Yao, a senior at Fairfield Ludlowe High School, said he is a proponent of social entrepreneurship, or using business to create change.

“With Verbum, which is our YouTube channel, our entire goal is to spark meaningful conversations using media and through entertaining form,” he said. “In school, I’m working on an independent project, which is ‘The Pulse.”’

The Pulse” is a new series in which people involved in school discuss a series of topics that affect them. It’s modeled after the Jubilee Middle Ground series. Yao said he hopes the Board of Education and school administrators can use the videos to make decisions that reflect students’ perspectives.

“The premise of the series is to gauge opinions from a group of people — like high school seniors, teachers, parents, administrators, high schoolers in general,” he said. “Then, I have a wide range of questions I ask that group.”

The first video in the series, released Dec. 7, shows high school seniors discussing their feelings on topics, such as college applications, standardized testing and whether high school has prepared them for the real world.
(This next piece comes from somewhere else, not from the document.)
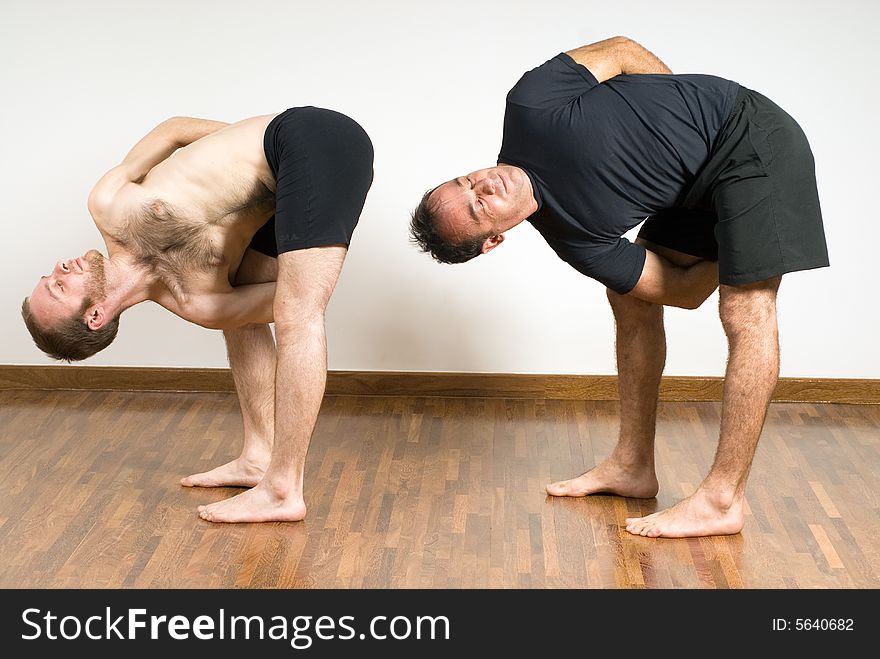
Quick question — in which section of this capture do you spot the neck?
[497,165,538,233]
[103,254,156,317]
Yao said it would make students feel better if they were able to be part of policy conversations.

“We are at school from 7:30 to 2:10, so I think it’s important for students to voice their opinion and let their voices be heard,” he said. “The thread of this being, do something entertaining but it has a meaningful impact.”

Since he only has access to people from Fairfield Ludlowe, Yao said he hopes the idea will spread to other towns and across the nation.

“The ultimate goal is having other towns where the student population is engaging with the board of education,” he said. “They don’t have to make the same video, but they participate in the discussion with their teachers, their parents, their board of ed member.”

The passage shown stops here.